The Texas Supreme Court reversed the ruling this May, but the court urged legislators to make “transformational, top-to-bottom reforms that amount to more than Band-Aid on top of Band-Aid.”

Higher education is in no better shape. In 1970, the year when I might have been a freshman if I had had a higher draft number, tuition at public colleges and universities was $104 a year for 15 credit hours per semester. By 2002 it was $2,257, a rate of increase nearly twice the national average.

Texas higher education funding per full-time student fell 21 percent from 2001 to 2012. At the same time, financial aid also declined, resulting in much heavier debt for students. One study found that although the median household income in Texas is below the national average, tuition and fees at its flagship institutions are higher than for the nation as a whole.

Parks funding also has lagged behind other states. User fees in Texas state parks nearly doubled in the 1990s, when Texas was 49th in per capita spending on state parks. Much of the funding was restored in 2015, but Texas needed to spend an estimated $600 million just in deferred maintenance on its neglected parks. And many of the parks lie far from the rapidly growing urban areas—California has four times as much parkland per capita.

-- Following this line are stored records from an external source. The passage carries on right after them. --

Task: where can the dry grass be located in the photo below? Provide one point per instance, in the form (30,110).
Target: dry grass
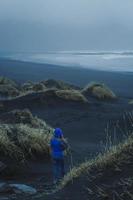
(71,95)
(24,136)
(99,91)
(110,159)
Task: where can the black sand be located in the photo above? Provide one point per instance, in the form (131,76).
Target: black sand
(83,125)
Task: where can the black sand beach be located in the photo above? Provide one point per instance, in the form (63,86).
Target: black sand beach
(83,125)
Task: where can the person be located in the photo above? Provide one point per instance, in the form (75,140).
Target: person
(58,145)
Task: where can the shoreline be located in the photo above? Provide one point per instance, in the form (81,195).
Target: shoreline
(21,72)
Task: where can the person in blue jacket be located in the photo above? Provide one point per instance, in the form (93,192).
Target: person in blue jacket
(58,146)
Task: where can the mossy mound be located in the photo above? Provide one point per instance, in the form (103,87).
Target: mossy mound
(8,88)
(7,81)
(51,83)
(100,91)
(71,95)
(24,135)
(33,87)
(108,172)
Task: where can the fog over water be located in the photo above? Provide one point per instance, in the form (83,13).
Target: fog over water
(108,61)
(95,34)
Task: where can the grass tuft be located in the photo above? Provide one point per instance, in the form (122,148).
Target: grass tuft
(99,90)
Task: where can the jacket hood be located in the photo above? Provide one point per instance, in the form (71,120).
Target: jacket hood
(58,133)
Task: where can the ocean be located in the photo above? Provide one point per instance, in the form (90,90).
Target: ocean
(121,61)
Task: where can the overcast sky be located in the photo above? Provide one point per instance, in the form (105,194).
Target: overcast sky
(47,25)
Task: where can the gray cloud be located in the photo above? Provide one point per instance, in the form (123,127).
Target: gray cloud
(38,25)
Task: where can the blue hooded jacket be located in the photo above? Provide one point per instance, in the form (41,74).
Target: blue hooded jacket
(58,145)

The long-frozen gasoline tax has chipped away at Texas’ longstanding pride in its road system. Funding has not kept up with demand, and Texas now has 25 toll roads, covering some 950 miles. Plaintiffs who filed a class-action suit alleging mismanagement and excessive fees in the toll road system fear that Texas is creating a two-tier transportation system to match its two-tier education system and two-tier economy: one for the wealthy, another for everybody else.

The great leveler is climate change. Because of its southern latitude and long, low-lying coastline—my hometown, 60 miles from the Gulf of Mexico, was just 97 feet above sea level—Texas is expected to get hit earlier and harder than most states.

To a Montanan, a January day two or three degrees warmer has a certain appeal. But in a state already sweltering in 100-degree heat, climate change could be catastrophic.

Can Texas hold its own? We saw some encouraging signs. When we lived in East Texas three decades ago, Tyler wasn’t just in the Bible belt; it wasn’t even just the buckle of the Bible belt. It was the prong on the buckle of the Bible belt—dry, rigid and repressed.

But on this visit, we ate excellent seafood in Tyler while drinking Texas-brewed beer and watching blacks and whites talking and dancing freely. If Tyler can get it, who can’t?

We saw taquerias and doughnut shops blanketing the state. We saw a shop devoted exclusively to the sale of hot sauce. The architectural wonder of Texas’ justly renowned old courthouses still reflects the notion that Texans may not want a lot of government, but they want the government they have done right.

And after reading that Texas generates twice as much wind power as any other, my wife and I counted hundreds of windmills in West Texas spinning in the ever-present breeze. Working oil wells? Just a smattering.

That’s the old Texas spirit—stubborn but adaptable, a state unwilling to give in, even to its own demons.